I remember our first Christmas without you. Idia and I had returned from Ibadan, excited to be home for the holidays. It says a lot about the type of mother you were that we at first didn’t believe it when Aghogho and Iroro said you’d travelled. Mummy not at home at Christmas? It couldn’t be! It turned out that you had gone to Lagos to nurse your second grandchild who had arrived as an early Christmas present for you.
They don’t make mothers like they used to. But even in an era of great mothers, you stood out as one worth her weight in gold. You were the eternal optimist, always seeing the sunny side of life. You were fun loving. You were caring. You were always minding other people’s businesses, taking the weight of their problems, offering advice without being asked, providing help in any way you could. Always calling to know what was up in our lives, celebrating the good, praying for the better and giving advice on issues big and small. You were daring. You were bold. You were a strong woman. Indomitable. That’s truly what you were.

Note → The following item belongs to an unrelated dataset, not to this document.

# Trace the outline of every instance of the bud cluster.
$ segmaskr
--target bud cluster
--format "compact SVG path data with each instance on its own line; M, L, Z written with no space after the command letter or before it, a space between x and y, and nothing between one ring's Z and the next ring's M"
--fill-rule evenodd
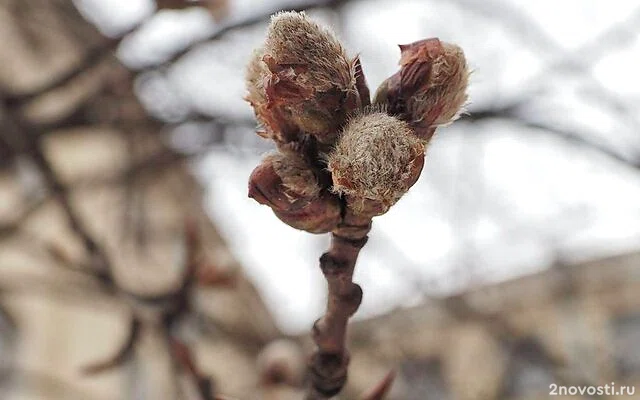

This past Christmas was similar to that one in 1990; there was no one to cook Oghwo and Usi and Banga soup. We didn’t hear your loud, cheery voice, we didn’t hear your beautiful laughter, and we didn’t see your lovely face. But even as we knew that Christmas years ago, that we would see you in a few days, we know that now with even greater certainty. For with the Lord a thousand years is like a day and we know that though you are absent from the body, you are present with the Lord. So we shall, truly and surely, see you in a few days.
So dear Mummy, this is me saying hello from the other side. And saying I will see you in a few days, however long those days may seem. I know that you are looking Heaven’s railings, rooting for each and every one of us as you did while you were present in the body. We had a good life, Mummy and you made it so.